Compassionate care benefits are available to individuals temporarily away from work to care for a significantly sick family member.

A core focus for our government since our election in 2006 is providing support to Canadians when they need it the most.

That is why our government is enhancing compassionate care benefits in the 2015 balanced budget. Compassionate care benefits, provided through the Employment Insurance (EI) program, is available to individuals temporarily away from work to care for a sick family member with a significant risk of death.

Effective January 3, 2016, Canadians will have access to an enhanced compassionate care benefit which will allow claimants to collect up to 26 weeks of benefits, up from the current 6 weeks. The benefits can also be taken within an expanded period of 52 weeks (up from 26 weeks) and can be shared between family members.

This will require an investment of up to an additional $37 million annually and reaffirms the government’s commitment to helping families receive the support they need as they care for loved ones at end-of-life.This is only one example of what the government is doing to help Canadian families at this difficult time in their lives.

Since March 24, 2013, the Helping Families in Need Act has allowed parents to suspend the payment of their EI parental benefits if they become ill or are injured, to collect EI sickness benefits and to resume collecting the balance of their parental benefits thereafter, if needed. In 2014, the government allowed the same flexibility to claimants in receipt of EI compassionate care benefits or EI benefits for parents of critically ill children.

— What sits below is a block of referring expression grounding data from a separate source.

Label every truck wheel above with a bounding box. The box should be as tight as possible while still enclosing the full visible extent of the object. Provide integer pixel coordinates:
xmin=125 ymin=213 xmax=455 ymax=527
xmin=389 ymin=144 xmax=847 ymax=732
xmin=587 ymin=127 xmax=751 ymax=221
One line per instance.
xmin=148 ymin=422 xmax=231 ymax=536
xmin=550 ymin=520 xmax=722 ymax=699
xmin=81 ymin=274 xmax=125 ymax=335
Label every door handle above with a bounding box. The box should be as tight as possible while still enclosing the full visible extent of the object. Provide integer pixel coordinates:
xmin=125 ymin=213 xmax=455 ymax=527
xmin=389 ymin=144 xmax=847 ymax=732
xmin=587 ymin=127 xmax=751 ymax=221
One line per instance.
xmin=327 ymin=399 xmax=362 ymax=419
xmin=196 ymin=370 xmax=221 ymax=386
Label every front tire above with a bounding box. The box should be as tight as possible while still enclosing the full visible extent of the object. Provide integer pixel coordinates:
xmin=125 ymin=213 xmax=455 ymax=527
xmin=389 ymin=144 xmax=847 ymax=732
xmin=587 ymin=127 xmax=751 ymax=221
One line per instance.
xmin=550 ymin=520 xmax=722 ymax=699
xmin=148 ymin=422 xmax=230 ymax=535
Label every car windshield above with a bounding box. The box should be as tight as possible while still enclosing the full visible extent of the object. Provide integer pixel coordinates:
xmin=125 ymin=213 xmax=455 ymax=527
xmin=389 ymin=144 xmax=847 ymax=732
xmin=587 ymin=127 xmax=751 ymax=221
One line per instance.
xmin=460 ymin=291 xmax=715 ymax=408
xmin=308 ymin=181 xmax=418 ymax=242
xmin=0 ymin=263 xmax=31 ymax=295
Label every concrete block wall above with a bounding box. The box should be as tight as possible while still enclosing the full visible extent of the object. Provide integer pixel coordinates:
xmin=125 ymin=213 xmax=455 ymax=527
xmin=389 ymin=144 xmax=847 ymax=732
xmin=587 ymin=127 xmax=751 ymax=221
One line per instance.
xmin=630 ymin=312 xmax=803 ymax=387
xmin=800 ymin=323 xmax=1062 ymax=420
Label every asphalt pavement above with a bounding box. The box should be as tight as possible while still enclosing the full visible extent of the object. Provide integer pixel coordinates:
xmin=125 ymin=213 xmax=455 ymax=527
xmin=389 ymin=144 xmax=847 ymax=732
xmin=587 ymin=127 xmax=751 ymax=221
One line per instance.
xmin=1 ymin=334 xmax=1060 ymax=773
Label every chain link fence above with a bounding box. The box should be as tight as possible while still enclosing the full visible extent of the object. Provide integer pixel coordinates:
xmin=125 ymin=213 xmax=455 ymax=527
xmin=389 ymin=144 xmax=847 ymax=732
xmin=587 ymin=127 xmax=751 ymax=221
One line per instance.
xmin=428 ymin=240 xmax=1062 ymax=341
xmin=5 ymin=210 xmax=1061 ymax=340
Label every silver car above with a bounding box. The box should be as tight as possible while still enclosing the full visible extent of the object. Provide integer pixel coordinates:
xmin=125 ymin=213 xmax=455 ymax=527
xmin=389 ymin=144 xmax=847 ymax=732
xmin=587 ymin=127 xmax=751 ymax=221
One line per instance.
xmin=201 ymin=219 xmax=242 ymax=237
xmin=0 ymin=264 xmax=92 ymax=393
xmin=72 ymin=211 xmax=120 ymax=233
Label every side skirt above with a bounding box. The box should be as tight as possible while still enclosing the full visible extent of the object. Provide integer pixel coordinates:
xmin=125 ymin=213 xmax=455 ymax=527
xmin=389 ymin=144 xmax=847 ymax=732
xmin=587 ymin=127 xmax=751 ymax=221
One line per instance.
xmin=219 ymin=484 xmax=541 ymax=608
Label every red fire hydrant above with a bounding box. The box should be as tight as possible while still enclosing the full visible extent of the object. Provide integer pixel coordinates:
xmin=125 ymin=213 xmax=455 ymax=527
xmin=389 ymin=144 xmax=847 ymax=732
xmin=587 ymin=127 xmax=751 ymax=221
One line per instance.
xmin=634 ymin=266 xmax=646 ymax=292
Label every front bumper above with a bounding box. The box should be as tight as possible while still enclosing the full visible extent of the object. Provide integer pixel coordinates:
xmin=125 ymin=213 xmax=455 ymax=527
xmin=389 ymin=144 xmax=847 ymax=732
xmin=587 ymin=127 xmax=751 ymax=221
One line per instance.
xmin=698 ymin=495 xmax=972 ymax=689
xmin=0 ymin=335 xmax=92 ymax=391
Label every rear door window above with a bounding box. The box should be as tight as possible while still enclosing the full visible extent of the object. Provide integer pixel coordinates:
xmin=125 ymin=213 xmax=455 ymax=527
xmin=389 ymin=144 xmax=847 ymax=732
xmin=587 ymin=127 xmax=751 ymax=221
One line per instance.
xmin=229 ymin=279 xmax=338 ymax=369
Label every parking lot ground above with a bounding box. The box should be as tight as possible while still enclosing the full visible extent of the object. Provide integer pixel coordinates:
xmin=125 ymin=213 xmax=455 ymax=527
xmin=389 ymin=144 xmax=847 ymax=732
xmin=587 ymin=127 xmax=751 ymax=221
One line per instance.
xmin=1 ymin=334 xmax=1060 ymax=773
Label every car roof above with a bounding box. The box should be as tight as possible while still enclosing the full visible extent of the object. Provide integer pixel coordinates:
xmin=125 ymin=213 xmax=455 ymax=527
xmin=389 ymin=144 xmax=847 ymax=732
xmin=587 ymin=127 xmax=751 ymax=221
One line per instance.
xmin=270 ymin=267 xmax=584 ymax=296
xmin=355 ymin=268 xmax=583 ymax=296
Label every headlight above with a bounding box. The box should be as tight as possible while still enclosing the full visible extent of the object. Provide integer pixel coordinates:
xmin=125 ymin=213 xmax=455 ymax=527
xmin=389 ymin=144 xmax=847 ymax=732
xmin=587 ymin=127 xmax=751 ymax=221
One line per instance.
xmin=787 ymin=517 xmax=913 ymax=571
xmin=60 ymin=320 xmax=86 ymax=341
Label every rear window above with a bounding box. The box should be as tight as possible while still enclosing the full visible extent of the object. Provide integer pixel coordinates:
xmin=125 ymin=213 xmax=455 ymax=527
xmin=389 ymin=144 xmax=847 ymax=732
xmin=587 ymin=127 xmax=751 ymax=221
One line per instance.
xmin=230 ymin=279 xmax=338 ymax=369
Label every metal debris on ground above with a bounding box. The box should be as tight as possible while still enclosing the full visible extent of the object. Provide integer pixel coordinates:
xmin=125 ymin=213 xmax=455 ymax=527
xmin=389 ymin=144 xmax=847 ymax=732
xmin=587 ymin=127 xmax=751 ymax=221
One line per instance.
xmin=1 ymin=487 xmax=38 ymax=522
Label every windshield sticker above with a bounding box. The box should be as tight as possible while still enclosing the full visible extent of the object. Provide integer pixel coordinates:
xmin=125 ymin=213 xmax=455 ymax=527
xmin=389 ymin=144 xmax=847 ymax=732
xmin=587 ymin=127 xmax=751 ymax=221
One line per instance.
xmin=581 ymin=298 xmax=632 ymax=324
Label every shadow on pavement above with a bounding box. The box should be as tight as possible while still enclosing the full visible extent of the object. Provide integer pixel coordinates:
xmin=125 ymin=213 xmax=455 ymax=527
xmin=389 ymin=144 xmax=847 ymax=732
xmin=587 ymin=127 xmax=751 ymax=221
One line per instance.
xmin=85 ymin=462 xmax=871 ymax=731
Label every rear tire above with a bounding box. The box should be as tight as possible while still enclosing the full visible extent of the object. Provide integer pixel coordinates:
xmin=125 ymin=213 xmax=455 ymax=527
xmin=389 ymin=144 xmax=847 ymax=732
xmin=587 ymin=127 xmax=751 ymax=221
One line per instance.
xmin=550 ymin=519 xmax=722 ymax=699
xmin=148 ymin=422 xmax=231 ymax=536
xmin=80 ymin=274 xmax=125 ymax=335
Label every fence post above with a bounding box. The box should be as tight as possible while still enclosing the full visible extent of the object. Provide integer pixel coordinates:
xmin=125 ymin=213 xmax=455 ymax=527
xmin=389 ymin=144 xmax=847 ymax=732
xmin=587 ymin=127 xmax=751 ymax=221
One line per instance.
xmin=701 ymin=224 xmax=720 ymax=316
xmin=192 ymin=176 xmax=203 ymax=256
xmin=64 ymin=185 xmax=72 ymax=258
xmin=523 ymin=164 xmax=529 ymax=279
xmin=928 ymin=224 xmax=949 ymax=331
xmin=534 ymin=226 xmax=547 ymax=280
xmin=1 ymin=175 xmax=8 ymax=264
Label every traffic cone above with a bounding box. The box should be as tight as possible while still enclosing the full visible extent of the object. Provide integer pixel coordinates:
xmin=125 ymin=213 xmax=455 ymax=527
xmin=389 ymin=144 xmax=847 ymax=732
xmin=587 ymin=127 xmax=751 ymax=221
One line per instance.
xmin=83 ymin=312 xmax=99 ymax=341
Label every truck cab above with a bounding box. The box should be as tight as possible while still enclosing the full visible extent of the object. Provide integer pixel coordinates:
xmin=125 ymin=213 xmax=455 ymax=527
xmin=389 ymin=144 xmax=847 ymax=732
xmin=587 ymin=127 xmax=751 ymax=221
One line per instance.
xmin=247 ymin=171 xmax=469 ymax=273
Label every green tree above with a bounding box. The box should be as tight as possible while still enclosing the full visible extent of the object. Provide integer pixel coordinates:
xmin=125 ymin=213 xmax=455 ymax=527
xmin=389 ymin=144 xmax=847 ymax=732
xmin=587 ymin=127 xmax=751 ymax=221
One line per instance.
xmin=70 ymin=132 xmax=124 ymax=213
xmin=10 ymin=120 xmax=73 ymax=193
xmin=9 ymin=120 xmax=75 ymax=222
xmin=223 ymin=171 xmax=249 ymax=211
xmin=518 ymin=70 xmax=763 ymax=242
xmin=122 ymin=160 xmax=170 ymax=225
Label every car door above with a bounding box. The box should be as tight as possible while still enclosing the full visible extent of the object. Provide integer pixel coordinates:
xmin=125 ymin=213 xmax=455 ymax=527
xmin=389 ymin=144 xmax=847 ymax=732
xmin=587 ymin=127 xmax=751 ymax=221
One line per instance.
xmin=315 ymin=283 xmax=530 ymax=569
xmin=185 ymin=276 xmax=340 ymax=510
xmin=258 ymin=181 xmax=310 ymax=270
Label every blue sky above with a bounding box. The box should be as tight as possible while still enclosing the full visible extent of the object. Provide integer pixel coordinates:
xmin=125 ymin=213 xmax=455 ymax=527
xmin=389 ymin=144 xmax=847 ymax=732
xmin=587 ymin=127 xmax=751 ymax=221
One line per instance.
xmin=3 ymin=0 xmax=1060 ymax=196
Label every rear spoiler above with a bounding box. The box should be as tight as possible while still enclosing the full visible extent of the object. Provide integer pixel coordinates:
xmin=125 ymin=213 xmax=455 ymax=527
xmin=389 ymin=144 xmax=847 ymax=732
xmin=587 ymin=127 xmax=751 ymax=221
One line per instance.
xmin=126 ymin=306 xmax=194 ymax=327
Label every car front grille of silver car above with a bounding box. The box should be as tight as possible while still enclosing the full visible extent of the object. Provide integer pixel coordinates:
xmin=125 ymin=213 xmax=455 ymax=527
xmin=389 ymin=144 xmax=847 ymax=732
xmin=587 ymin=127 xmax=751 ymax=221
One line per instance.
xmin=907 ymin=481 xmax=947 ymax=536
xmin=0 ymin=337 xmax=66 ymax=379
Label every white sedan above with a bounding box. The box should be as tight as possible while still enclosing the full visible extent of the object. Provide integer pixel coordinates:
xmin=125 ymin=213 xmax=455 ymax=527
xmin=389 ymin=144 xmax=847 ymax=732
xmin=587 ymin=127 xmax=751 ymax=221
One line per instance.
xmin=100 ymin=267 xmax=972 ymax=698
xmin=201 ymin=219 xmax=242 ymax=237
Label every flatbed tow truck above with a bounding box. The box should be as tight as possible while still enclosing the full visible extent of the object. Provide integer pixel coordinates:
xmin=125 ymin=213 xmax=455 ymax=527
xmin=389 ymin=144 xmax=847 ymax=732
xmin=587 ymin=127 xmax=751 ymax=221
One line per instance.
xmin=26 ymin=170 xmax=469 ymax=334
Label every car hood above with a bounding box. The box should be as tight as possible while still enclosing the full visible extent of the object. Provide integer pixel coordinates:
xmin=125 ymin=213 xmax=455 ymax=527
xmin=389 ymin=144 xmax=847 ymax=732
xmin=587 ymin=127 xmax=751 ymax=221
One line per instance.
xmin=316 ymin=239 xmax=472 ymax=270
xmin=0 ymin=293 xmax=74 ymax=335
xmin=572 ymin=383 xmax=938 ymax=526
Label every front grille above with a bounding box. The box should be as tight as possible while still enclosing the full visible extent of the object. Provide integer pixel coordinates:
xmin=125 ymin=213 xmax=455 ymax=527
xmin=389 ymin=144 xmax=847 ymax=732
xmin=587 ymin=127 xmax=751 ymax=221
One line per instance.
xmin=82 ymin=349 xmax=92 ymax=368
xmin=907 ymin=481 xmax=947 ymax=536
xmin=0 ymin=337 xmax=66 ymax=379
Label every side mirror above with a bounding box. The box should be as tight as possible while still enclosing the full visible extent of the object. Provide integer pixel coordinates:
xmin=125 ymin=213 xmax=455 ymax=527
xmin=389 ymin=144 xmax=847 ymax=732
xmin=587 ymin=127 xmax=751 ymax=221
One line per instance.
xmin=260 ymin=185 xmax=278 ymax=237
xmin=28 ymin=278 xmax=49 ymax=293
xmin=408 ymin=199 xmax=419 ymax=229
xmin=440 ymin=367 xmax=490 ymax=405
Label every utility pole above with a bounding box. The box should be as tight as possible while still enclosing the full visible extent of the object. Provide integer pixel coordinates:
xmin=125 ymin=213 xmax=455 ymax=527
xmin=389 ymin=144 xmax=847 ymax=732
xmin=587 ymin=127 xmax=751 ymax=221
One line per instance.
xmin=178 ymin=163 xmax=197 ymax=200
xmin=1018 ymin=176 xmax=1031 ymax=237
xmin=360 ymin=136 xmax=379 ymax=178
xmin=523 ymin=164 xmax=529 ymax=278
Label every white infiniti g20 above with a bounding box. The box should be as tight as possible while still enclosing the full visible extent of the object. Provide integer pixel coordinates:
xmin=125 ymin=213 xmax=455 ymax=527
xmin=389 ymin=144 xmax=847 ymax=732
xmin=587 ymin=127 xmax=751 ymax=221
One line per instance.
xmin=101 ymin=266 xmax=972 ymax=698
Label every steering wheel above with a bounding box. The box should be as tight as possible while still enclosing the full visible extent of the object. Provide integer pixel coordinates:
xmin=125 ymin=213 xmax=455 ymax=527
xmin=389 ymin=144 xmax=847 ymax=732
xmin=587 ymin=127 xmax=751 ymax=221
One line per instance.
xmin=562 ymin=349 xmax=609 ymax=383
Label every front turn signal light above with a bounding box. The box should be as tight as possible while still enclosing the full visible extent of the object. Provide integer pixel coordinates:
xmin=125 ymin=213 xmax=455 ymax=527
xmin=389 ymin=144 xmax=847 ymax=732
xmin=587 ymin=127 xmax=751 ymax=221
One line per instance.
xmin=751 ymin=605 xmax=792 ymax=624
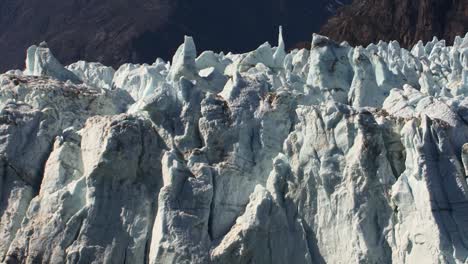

Understanding the role palliative care also plays at these times in the lives of families, between 2006 and 2013, the federal government invested more than $43 million in palliative care research through the Canadian Institutes of Health Research.

In addition, in 2011 and in 2013, the government committed $3 million to the Canadian Hospice Palliative Care Association for the development of community-integrated palliative care models and $3 million to the Pallium Foundation of Canada for palliative care training to front-line healthcare providers, respectively.

Budget 2015 includes a further $14 million over two years to support the Canadian Foundation for Healthcare Improvement. One of the Foundation’s priorities for the funding will be evaluating and disseminating data about best practices in palliative care services.

As noted by our federal health minister Rona Ambrose, our government understands the difficult challenges faced by Canadian families when they are caring for loved ones who have fallen seriously ill and that is why the government continues to work with provinces, territories, and stakeholders to continue to help make improvements in end-of-life care and help meet the future care preferences of Canadians.

To all those including family members, care professionals and volunteers in Kelowna-Lake Country who are helping others at this critical time in their lives, thank you.  You are providing much-needed support at a difficult time and it is the most meaningful thing you can do for someone you care about.